The following code sets the HF_HOME and SENTENCE_TRANSFORMERS_HOME variables to /tmp/ to get rid of this error:

import os
os.environ['HF_HOME'] = '/tmp'
os.environ['SENTENCE_TRANSFORMERS_HOME'] = '/tmp'

from sentence_transformers import SentenceTransformer
model = SentenceTransformer("Snowflake/snowflake-arctic-embed-xs")
Copy

Output message is too large when using df.collect()

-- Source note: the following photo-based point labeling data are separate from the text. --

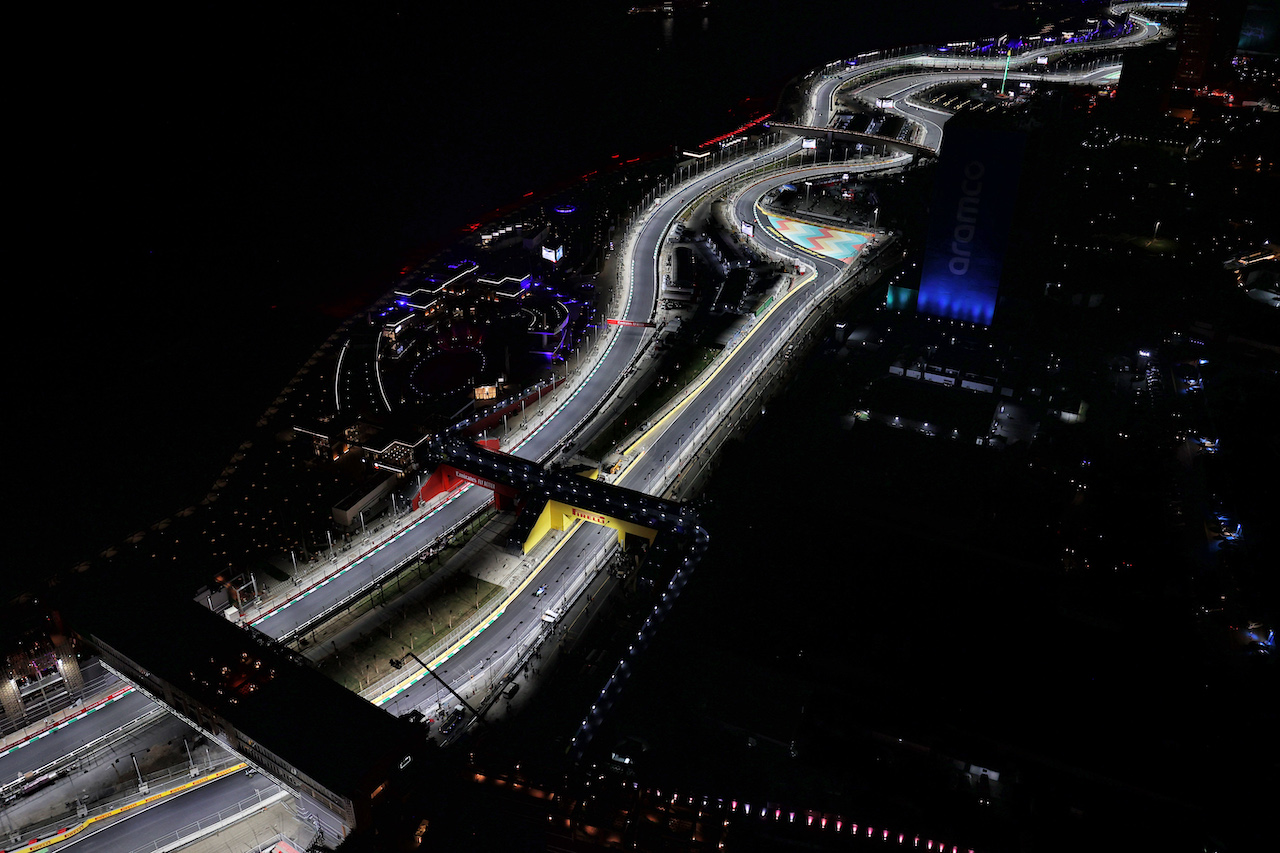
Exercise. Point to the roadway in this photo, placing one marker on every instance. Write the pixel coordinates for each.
(653, 460)
(583, 550)
(286, 619)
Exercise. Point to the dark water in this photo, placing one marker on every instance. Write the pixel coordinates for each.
(219, 190)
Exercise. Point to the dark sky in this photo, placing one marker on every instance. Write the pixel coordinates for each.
(208, 194)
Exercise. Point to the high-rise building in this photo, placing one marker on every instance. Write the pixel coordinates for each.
(969, 222)
(1207, 41)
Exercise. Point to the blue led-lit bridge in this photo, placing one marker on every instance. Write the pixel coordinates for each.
(831, 133)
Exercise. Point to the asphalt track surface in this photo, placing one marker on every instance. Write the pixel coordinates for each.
(520, 623)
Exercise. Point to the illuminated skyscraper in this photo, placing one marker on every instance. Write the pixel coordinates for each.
(973, 209)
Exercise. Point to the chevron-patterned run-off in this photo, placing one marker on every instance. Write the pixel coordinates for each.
(832, 242)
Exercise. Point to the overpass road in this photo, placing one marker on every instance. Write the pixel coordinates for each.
(574, 564)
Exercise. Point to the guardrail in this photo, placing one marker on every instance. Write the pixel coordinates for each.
(213, 822)
(76, 821)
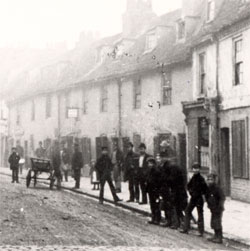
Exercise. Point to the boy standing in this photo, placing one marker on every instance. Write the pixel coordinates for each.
(153, 189)
(197, 188)
(14, 163)
(215, 201)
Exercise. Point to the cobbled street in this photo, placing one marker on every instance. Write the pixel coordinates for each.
(41, 219)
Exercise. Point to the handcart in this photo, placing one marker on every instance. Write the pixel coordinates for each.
(38, 167)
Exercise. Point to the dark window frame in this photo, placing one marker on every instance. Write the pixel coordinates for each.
(167, 88)
(137, 94)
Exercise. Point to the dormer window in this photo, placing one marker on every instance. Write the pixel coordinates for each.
(210, 10)
(181, 29)
(151, 41)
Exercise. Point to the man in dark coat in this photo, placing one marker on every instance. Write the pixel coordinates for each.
(56, 163)
(40, 151)
(143, 172)
(153, 186)
(77, 164)
(65, 157)
(117, 161)
(178, 194)
(104, 167)
(131, 174)
(14, 163)
(197, 188)
(215, 200)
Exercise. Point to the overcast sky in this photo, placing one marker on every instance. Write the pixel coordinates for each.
(39, 22)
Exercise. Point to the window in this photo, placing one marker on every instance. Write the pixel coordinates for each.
(84, 103)
(48, 106)
(166, 88)
(181, 29)
(137, 94)
(238, 62)
(33, 110)
(104, 99)
(151, 41)
(202, 73)
(239, 149)
(210, 10)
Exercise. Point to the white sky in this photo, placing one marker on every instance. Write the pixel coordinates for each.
(36, 23)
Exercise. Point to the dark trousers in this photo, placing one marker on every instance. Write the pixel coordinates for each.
(155, 206)
(111, 186)
(198, 203)
(77, 175)
(133, 187)
(142, 184)
(216, 220)
(15, 175)
(66, 173)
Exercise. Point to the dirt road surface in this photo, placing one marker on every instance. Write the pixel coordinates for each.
(40, 219)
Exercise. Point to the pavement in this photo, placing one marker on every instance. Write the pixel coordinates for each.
(236, 225)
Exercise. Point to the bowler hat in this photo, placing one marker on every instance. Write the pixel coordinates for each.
(142, 145)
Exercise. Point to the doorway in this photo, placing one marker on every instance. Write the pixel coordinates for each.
(224, 171)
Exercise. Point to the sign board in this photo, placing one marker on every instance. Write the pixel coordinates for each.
(72, 113)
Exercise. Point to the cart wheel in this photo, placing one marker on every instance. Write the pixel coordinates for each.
(28, 179)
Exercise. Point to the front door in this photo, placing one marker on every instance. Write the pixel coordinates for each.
(225, 174)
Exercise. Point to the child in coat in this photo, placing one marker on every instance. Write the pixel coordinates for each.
(94, 175)
(215, 200)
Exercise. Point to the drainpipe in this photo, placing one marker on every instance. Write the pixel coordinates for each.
(59, 116)
(119, 83)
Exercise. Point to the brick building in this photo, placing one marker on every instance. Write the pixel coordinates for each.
(217, 118)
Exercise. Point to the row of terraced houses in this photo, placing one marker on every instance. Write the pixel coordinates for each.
(182, 76)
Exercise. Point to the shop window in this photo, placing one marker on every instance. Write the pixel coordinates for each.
(202, 73)
(204, 143)
(137, 94)
(166, 88)
(239, 149)
(238, 62)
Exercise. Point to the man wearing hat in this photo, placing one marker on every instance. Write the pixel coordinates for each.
(197, 188)
(14, 163)
(105, 167)
(130, 167)
(215, 200)
(77, 164)
(153, 186)
(117, 161)
(143, 172)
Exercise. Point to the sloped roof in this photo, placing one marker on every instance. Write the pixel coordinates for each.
(231, 12)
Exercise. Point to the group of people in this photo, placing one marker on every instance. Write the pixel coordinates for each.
(160, 179)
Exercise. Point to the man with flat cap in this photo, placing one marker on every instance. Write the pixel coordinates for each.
(14, 164)
(131, 173)
(105, 167)
(143, 172)
(77, 164)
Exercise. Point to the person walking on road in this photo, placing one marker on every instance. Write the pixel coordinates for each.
(117, 161)
(40, 151)
(143, 172)
(77, 165)
(197, 188)
(14, 164)
(215, 200)
(104, 167)
(56, 163)
(130, 175)
(65, 162)
(153, 186)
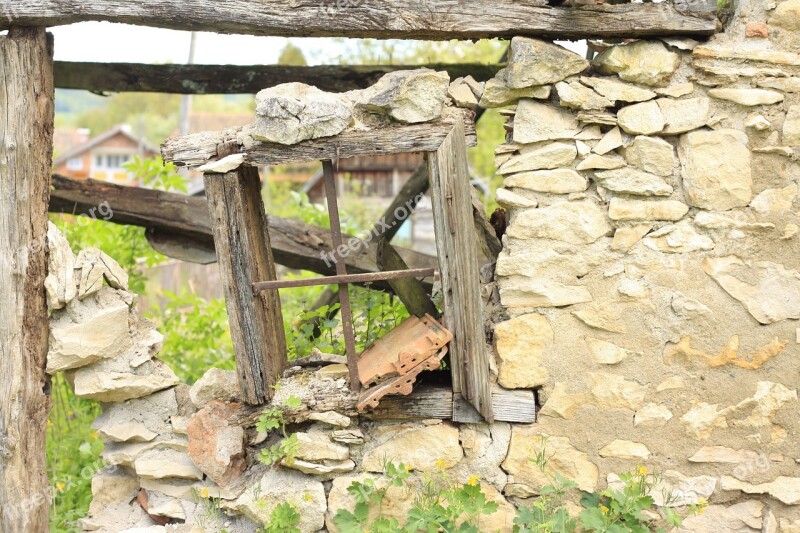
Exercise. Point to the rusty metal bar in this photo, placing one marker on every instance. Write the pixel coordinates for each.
(367, 277)
(341, 270)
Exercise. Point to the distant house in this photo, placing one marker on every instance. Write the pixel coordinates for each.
(102, 157)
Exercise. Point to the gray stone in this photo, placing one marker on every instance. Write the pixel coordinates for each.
(294, 112)
(652, 155)
(631, 181)
(410, 96)
(536, 121)
(768, 290)
(534, 62)
(716, 169)
(645, 62)
(571, 222)
(557, 181)
(641, 119)
(747, 97)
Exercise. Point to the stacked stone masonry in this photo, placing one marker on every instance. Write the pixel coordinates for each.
(649, 288)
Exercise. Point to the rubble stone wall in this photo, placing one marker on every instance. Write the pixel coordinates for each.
(648, 289)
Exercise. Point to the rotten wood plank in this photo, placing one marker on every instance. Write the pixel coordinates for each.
(457, 247)
(393, 138)
(179, 226)
(235, 79)
(26, 127)
(242, 241)
(382, 19)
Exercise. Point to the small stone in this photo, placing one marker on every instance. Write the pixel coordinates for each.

The following message is displayed in the cell output when you run df.collect():

MessageSizeError: Data of size 522.0 MB exceeds the message size limit of 200.0 MB.
This is often caused by a large chart or dataframe. Please decrease the amount of data sent to the browser,
or increase the limit by setting the config option server.maxMessageSize.
Click here to learn more about config options.
Note that increasing the limit may lead to long loading times and large memory consumption of the client's browser and the Streamlit server.

Snowflake Notebooks automatically truncates results in the cell output for large datasets in following cases:

  • All SQL cell results.

  • Python cell results if it’s a snowpark.Dataframe.

The issue with the above cell is that df.collect() returns a List instead of snowpark.Dataframe. Lists are not automatically truncated. To get around this issue, directly output the results of the Dataframe.

df
Copy

Additionally, for large datasets, avoid using df.to_pandas(), because all the data is loaded into memory and may result in an out of memory error as well.